Is it so ludicrous an idea, that notion that the willingness to rough it is a form of virtue?
What makes me wonder are some conversations I've had lately about the temperature we keep in our home in the winter, out in the mountains of Virginia. We've got a wood stove for heat, and it's work to keep it stoked. Even since I stopped harvesting dead wood from our forest and chopping it all with my ax, it's still something to split the logs I buy, carry them, and get them stacked, keep them dry, and bring them into the house to feed our stove. It's still a whole lot more work than setting the thermostat on 70 degrees and then writing a check at the end of the month.
We know where our winter warmth comes from.
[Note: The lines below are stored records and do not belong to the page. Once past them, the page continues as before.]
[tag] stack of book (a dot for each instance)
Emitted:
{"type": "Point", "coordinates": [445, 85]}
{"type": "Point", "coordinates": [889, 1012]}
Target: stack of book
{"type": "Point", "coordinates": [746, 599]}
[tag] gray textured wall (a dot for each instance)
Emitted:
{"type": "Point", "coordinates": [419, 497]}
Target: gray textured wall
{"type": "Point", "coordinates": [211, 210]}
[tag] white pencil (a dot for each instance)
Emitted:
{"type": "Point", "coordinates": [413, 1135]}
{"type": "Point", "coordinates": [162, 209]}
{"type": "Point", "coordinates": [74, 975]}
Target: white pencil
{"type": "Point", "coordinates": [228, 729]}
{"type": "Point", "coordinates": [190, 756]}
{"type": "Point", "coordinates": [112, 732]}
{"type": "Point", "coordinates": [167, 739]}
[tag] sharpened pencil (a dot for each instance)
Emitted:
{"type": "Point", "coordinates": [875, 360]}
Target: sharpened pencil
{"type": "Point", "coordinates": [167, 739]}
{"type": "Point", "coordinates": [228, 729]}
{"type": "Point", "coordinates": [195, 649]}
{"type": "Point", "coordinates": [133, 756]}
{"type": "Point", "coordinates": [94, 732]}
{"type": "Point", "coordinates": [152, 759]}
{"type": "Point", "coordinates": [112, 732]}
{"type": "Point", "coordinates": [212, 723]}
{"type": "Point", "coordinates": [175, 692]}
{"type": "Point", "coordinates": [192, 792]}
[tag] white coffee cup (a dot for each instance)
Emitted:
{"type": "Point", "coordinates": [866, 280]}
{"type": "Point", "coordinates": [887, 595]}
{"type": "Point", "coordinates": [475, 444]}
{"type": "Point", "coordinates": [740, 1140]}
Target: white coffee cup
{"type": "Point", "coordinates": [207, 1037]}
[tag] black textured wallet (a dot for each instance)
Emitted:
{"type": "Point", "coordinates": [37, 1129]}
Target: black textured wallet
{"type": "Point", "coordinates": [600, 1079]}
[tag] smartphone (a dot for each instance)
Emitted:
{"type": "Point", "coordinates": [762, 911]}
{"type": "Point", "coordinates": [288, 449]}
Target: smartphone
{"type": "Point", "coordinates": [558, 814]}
Our place has no furnace, but we do have electricity, and when it's really cold we can plug in some electric heaters to supplement the wood. Expensive stuff, electric heat.
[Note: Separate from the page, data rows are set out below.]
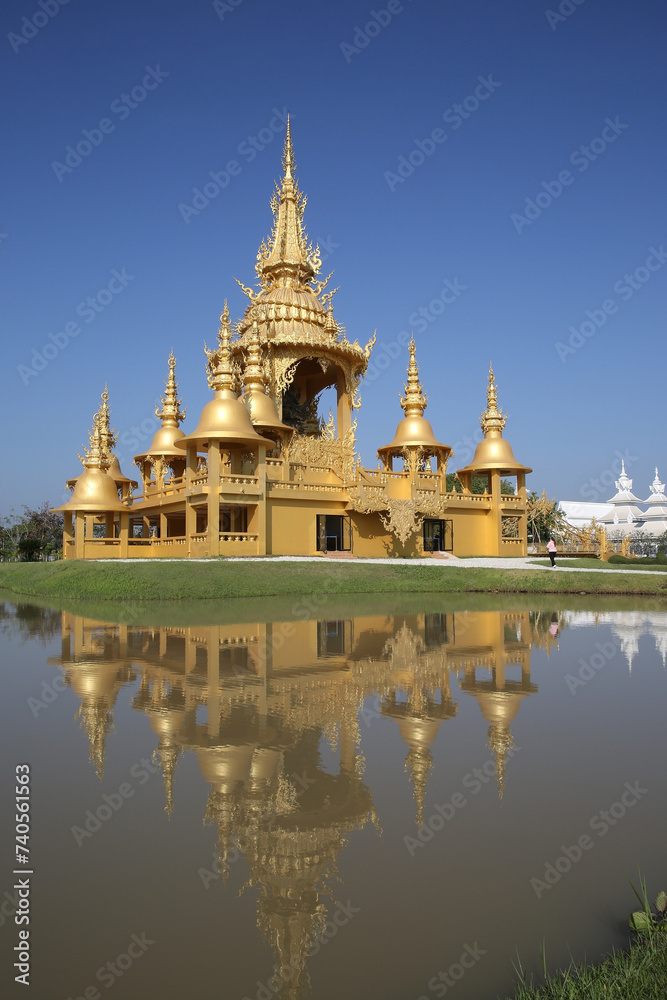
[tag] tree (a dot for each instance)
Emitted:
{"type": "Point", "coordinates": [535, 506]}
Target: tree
{"type": "Point", "coordinates": [37, 534]}
{"type": "Point", "coordinates": [544, 520]}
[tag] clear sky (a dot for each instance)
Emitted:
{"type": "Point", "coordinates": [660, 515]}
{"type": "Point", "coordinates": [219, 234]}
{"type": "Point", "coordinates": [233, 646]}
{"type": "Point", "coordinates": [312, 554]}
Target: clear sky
{"type": "Point", "coordinates": [489, 174]}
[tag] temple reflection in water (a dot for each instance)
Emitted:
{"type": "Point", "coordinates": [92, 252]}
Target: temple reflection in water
{"type": "Point", "coordinates": [254, 702]}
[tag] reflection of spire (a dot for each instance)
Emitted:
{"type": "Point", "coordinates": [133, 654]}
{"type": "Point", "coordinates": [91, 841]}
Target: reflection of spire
{"type": "Point", "coordinates": [168, 752]}
{"type": "Point", "coordinates": [500, 742]}
{"type": "Point", "coordinates": [419, 762]}
{"type": "Point", "coordinates": [96, 718]}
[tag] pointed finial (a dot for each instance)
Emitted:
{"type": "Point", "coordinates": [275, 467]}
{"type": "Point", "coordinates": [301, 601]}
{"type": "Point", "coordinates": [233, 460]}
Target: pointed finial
{"type": "Point", "coordinates": [492, 419]}
{"type": "Point", "coordinates": [171, 413]}
{"type": "Point", "coordinates": [107, 437]}
{"type": "Point", "coordinates": [289, 166]}
{"type": "Point", "coordinates": [414, 401]}
{"type": "Point", "coordinates": [221, 373]}
{"type": "Point", "coordinates": [253, 375]}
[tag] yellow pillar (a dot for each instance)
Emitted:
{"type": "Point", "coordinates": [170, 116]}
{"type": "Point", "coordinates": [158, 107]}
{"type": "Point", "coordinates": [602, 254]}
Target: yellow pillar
{"type": "Point", "coordinates": [79, 528]}
{"type": "Point", "coordinates": [343, 407]}
{"type": "Point", "coordinates": [124, 534]}
{"type": "Point", "coordinates": [68, 535]}
{"type": "Point", "coordinates": [494, 476]}
{"type": "Point", "coordinates": [214, 498]}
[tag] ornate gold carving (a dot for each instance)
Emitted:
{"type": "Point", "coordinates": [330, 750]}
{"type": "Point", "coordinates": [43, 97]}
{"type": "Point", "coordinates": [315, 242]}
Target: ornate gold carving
{"type": "Point", "coordinates": [326, 451]}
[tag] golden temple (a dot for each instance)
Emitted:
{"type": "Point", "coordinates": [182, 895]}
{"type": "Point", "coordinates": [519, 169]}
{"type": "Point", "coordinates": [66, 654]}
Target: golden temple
{"type": "Point", "coordinates": [264, 473]}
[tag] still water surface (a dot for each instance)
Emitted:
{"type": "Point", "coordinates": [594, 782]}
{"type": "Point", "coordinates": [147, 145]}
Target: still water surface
{"type": "Point", "coordinates": [327, 801]}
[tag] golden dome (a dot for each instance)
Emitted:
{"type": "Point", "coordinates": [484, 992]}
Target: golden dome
{"type": "Point", "coordinates": [171, 415]}
{"type": "Point", "coordinates": [494, 452]}
{"type": "Point", "coordinates": [224, 418]}
{"type": "Point", "coordinates": [117, 475]}
{"type": "Point", "coordinates": [260, 406]}
{"type": "Point", "coordinates": [94, 490]}
{"type": "Point", "coordinates": [414, 431]}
So we don't insist, like some of our city-dwelling friends, on our indoor temperature being the same all year round. In the summer, we let mountain breezes coursing through our open windows keep us cool. In the winter, we shoot for 65 degrees inside, and don't object so long as the temperature is above the 50s.
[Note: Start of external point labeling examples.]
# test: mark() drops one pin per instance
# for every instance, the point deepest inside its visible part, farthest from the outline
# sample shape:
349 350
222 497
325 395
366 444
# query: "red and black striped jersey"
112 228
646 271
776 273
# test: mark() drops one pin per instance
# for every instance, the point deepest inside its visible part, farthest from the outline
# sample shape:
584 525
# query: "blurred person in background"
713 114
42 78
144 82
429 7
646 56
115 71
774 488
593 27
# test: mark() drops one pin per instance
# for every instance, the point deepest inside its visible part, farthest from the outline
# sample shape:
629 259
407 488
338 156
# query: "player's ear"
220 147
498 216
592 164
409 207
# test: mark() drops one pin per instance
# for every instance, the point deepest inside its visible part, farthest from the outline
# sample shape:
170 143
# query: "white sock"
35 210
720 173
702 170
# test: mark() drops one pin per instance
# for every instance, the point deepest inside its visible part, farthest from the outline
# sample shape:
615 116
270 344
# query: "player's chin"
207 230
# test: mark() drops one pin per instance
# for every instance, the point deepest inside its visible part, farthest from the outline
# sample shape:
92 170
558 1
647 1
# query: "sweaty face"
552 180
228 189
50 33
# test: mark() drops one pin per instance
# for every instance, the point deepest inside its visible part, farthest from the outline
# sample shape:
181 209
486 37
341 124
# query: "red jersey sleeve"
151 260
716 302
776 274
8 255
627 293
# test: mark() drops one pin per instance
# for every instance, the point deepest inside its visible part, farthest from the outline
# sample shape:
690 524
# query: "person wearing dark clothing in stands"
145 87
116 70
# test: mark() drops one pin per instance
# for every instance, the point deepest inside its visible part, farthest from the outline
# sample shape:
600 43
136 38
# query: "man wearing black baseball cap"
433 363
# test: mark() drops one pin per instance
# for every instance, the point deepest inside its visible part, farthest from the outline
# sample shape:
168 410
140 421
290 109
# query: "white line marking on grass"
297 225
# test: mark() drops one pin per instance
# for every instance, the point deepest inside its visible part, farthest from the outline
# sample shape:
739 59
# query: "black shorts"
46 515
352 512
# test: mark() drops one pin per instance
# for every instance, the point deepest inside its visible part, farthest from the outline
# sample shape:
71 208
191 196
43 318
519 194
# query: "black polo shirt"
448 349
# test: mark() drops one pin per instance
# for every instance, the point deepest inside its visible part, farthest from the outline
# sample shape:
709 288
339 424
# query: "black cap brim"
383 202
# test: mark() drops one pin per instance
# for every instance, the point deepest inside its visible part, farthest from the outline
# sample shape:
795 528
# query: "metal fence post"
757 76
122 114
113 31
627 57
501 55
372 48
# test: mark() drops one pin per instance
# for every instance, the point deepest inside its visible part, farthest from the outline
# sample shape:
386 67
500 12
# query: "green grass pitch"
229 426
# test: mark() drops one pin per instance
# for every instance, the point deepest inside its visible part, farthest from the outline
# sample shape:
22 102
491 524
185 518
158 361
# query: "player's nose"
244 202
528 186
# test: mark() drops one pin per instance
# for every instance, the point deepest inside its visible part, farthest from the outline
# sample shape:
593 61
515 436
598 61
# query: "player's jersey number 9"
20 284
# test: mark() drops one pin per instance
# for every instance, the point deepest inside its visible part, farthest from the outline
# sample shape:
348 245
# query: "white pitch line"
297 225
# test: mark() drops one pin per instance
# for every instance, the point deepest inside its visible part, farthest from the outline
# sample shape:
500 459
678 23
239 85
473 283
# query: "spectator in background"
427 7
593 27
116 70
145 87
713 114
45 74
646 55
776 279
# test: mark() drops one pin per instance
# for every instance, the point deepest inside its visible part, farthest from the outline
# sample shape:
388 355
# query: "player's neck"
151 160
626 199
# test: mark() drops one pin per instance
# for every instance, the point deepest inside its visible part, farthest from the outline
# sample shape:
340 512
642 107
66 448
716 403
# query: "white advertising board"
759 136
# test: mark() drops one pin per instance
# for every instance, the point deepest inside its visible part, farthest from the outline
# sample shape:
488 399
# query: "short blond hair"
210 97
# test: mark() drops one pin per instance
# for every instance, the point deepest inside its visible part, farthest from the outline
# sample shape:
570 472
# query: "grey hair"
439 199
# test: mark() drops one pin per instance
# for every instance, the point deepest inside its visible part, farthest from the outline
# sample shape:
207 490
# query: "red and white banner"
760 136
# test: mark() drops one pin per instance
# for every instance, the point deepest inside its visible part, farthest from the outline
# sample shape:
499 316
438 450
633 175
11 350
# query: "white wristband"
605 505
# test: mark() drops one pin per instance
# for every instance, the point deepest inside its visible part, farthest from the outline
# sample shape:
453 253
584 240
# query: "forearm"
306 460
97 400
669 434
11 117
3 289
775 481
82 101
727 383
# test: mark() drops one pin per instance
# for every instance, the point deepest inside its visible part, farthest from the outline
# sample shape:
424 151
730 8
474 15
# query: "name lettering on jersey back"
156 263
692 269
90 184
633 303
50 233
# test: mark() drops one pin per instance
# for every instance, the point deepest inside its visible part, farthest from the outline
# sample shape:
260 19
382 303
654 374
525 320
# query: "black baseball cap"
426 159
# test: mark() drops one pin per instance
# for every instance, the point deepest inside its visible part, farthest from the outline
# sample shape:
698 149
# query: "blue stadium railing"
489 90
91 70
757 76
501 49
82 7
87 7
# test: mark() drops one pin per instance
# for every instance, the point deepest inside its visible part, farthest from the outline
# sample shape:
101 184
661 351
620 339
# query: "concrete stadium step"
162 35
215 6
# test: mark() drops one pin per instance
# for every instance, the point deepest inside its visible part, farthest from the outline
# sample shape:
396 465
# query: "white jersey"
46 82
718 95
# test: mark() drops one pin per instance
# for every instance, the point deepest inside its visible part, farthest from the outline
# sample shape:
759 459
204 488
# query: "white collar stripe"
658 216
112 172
"It's positively un-American!" At least that's how some of our visitors seem to regard it. Maybe they're right. After all, this is a country where you need a jacket in some public indoor places in the summer, they're so air-conditioned. And in the winter those places are so heated you need to peel down to short sleeves.
I tell my college-age kids, home on visits, they need to wear a sweater to get the standing to complain about the cold in our house. Why should humans insist their environment do all the adapting to them, and not meet the environment halfway. If a creature demands a uniform temperature year round, and can't tolerate a 10- or 20-degree range, what else will that creature be unable to handle?
The idea that softness is a form of moral decadence has an ancient pedigree. Arab philosopher Ibn Khaldun described the pattern where the vigor of conquering tribes would decline by the third generation - grandchildren, grown fat and self-indulgent from luxuries, lose the strength to preserve the privilege they inherit, until a more vigorous tribe takes it from them.
But even if I do believe in the virtue of roughing it, I generally boost the heat to keep our city visitors happy. I don't want them getting all hot under the collar about how cold it is.
*Andrew Bard Schmookler lives in Virginia's Shenandoah Valley.